A community garden may just seem like a way to make an area look nice, but the impacts actually go deeper than you’d think.

Imagine stepping out of your back door and being greeted by an lineup of thriving vegetable gardens. A place where you can gather free, organic ingredients for your next meal, all while being surrounded by your neighbors who are doing the same thing. Fresh tomatoes, carrots, peppers, kale, and anything else you can imagine. All free, organic, and grown by you. This lifestyle is a reality for many neighborhoods all over the country thanks to community gardens.

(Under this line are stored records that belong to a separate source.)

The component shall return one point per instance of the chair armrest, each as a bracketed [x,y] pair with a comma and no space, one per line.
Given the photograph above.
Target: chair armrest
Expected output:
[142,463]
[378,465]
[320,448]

Andy Cross, a self proclaimed outdoorsman, leads the McPherson Community garden. It’s one of two thriving community gardens in the Skinker DeBaliviere neighborhood, and has over 60 raised beds run by members of the surrounding community.

Originally, Andy and his neighbors wanted to start a community garden for beautification of the area, mostly dedicated to flowers. Upon getting started, Andy realized there was something more that could be done.

“I wasn’t so aware of it then as I am now”

There is an increasing issue with access to healthy food in many communities throughout St. Louis and the United States as a whole. Most affordable food that comes to mind is generally unhealthy (fast food, etc.) and certain communities are having less and less access to resources that aid in building wholesome diets.

Andy and his neighbors became increasingly aware of this issue as time progressed. “I wasn’t so aware of it then as I am now.” Andy says, referencing the issues with access to healthy food. This is common, since many people are unaware of these issues unless they’ve dealt with them personally.

There has also been a serious issue with numerous grocery stores closing down, as they cannot keep up with their online competitors. Again, this directly impacts underserved communities. While not a perfect solution, community gardens are a helpful start to aiding in this issue.

According to Austin Huguelet of the St. Louis Post-Dispatch, many chain stores lose interest in their locations that are in poorer neighborhoods, leading to their closure.